Physician William Sloan’s (SB’63, MD’67) familiarity with old Italian instruments guides his work as a luthier.
Every summer, 60 violin makers gather in Ohio for the Violin Society of America’s two-week Oberlin Violin Maker’s Workshop, often staying up until 11 p.m. bending maple for the curved ribs of the instrument’s body or chiseling fine grooves in its scroll.
It’s a who’s who of professional violin makers that attracts top craftspeople from around the world. The program rarely accepts amateurs, but one noteworthy exception—William Sloan, SB’63, MD’67—has attended the VSA/Oberlin workshop every year for the past decade.
“I get to go because if I don’t come, they don’t get to see a Stradivarius and a Guarnerius,” says Sloan, half joking, referring to his two 18th-century violins, made by Antonio Stradivari and Giuseppe Guarneri del Gesù in Cremona, Italy, during the golden age of violin making. He’s owned the two instruments since the 1980s.
But it’s Sloan’s special knowledge of old Italian instruments that makes him an asset to the group, says workshop director Christopher Germain.
Sloan, a urologist, has been an amateur violinist most of his life and a collector and enthusiast for decades. Now he’s also become a luthier, a maker of stringed instruments. He’s completed three violins and is working on a fourth.
Sloan, 76, still works part time at three Los Angeles hospitals, seeing patients three days a week and operating the other two. On evenings, weekends, and days off, he spends hours shaving fine European spruce and Bosnian maple for new instruments, playing with his bimonthly quartet, hosting musical events at his home, or traveling with his wife, Judy Beckner Sloan, AB’67, a trained singer and pianist, to give lectures on historical violins.
“Bill is somewhat like the old patrons of music from the 19th century,” says David Wilson, a professional musician who plays viola in the quartet with Sloan. “A patron, but also a participant.”
Sloan and Wilson sit in the music room of Sloan’s Los Angeles home with an array of instruments laid out in front of them—the great 1742 Guarneri and 1714 Stradivari, along with two of Sloan’s own handmade violins. He modeled both after the Guarneri—a “del Gesù,” the most prized of the Guarneri family’s violins.
In turn, Sloan plays “Ashokan Farewell” and Wilson plays “Lili Marleen” on Sloan’s Number 3 handmade violin, its back carved from a piece of wood that French bow maker Bernard Millant cut in 1960 and later gave to Sloan. The deep, rich strains fill the room.

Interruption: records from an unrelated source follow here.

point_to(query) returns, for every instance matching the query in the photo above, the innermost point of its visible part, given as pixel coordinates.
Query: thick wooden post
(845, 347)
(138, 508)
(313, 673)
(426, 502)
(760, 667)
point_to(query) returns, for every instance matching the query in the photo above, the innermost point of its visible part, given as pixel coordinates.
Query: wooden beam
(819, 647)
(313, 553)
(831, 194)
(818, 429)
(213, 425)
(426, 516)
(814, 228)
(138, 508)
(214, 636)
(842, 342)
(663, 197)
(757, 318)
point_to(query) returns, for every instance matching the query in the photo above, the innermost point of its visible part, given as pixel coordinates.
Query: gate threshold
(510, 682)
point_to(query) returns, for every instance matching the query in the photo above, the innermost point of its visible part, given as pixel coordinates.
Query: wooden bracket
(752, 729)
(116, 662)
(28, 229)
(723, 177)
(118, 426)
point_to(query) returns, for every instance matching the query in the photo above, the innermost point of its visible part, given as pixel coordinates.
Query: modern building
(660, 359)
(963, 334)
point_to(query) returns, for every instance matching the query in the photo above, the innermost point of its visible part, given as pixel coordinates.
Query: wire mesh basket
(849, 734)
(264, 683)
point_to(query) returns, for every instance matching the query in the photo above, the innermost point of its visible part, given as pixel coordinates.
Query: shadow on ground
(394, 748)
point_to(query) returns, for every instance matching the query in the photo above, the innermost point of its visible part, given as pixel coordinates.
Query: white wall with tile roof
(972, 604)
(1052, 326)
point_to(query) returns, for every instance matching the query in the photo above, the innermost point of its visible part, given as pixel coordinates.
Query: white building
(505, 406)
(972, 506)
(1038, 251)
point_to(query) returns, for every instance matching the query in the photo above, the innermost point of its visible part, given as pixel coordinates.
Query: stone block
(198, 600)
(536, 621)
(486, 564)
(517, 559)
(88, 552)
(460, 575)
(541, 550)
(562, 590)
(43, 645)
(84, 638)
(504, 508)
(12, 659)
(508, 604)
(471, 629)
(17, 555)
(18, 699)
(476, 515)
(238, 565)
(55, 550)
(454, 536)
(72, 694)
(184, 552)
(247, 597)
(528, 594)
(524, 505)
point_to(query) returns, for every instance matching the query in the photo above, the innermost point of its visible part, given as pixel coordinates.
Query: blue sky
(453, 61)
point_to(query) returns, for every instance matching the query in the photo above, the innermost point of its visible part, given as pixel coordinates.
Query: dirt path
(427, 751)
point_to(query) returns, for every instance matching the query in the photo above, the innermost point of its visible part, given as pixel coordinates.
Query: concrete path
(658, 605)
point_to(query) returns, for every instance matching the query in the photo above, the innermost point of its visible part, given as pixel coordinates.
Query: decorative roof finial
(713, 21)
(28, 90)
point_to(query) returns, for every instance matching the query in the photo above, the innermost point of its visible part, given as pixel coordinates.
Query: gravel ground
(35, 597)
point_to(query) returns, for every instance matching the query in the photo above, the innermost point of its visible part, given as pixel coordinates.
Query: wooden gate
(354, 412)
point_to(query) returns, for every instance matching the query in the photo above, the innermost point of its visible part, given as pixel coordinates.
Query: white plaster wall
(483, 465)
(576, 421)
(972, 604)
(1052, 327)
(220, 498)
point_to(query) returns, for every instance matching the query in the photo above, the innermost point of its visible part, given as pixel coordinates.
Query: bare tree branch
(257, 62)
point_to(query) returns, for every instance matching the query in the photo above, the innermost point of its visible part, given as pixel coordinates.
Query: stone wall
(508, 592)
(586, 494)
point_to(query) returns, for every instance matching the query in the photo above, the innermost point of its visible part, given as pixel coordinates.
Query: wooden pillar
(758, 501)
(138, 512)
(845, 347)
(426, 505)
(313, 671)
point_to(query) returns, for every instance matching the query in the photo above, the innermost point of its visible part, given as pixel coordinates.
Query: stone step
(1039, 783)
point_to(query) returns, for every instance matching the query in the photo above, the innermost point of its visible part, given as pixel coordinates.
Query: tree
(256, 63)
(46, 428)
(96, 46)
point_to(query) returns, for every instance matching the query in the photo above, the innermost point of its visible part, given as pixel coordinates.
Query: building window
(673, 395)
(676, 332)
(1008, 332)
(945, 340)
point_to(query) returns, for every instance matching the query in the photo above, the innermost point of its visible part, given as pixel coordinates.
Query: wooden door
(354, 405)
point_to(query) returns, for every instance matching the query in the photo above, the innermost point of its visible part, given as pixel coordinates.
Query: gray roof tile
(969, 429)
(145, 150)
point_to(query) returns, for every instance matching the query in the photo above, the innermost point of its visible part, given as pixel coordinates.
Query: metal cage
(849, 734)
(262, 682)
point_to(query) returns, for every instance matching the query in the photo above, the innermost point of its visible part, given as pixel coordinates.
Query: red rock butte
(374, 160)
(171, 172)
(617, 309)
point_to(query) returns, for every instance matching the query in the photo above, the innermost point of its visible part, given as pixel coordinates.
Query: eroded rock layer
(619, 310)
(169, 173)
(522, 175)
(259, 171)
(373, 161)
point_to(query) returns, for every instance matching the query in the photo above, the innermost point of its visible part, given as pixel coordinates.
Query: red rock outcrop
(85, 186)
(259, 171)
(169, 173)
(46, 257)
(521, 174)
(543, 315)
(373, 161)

“It’s the closest one I’ve ever made to an old violin,” says Sloan. He says many people have encouraged him to sell his handmade violins, but he’s not ready to part with them.
To compare the quality of the sound, Sloan hands the 1714 Stradivari to Wilson, who plays a Bach solo sonata.
“There’s a sort of sweetness to it,” says Sloan, who then passes Wilson the del Gesù. “Now this one is going to sound darker. It doesn’t have the sizzle.”
Later that night, Sonia Luna, who plays first violin in their quartet, describes the Stradivari as a Ferrari and the Guarneri as a Bentley. “The del Gesù is like buttah. It’s like smooth, rich toffee,” says Luna. “And the Strad is like a racehorse.”
Although they are highly valuable collector’s items, Sloan regularly lends out the Strad and del Gesù to professional musicians around the world. “The whole idea is they were made to be played,” says Sloan.
On a Sunday in November, he got a call from Roberto Cani, concert master and first violinist of the Los Angeles opera, asking if he could use the Strad in that afternoon’s performance of Verdi’s Nabucco. A few weeks later, Scott Yoo, the chief conductor of the Mexico City Philharmonic, flew to Los Angeles to borrow the same violin. Yoo was in a cab to the airport with the Strad at 1 p.m., and by 3 p.m. Sloan was in surgery.
Sloan began taking violin lessons in grammar school. He played first violin in his high school orchestra and in the University Symphony Orchestra. At UChicago, he also met his wife, Judy, who was studying music theory.
Years later, when Sloan was a urologist and transplant surgeon and Judy a law professor in Toledo, Ohio, and they sat on the city’s orchestra and opera boards, the couple began hosting local musicians on December 26 to play Handel’s Messiah. They’ve continued the Boxing Day tradition for the past four decades, filling their home with 30 to 40 musicians and 60 to 70 singers. The del Gesù and the Strad come out and the performers crowd together, shoulder to shoulder, around the Steinway grand. There’s no audience; the musicians play for one another.
It’s the type of evening Sloan cherishes—playing the violin alongside professionals, bringing people together, and filling his home with music.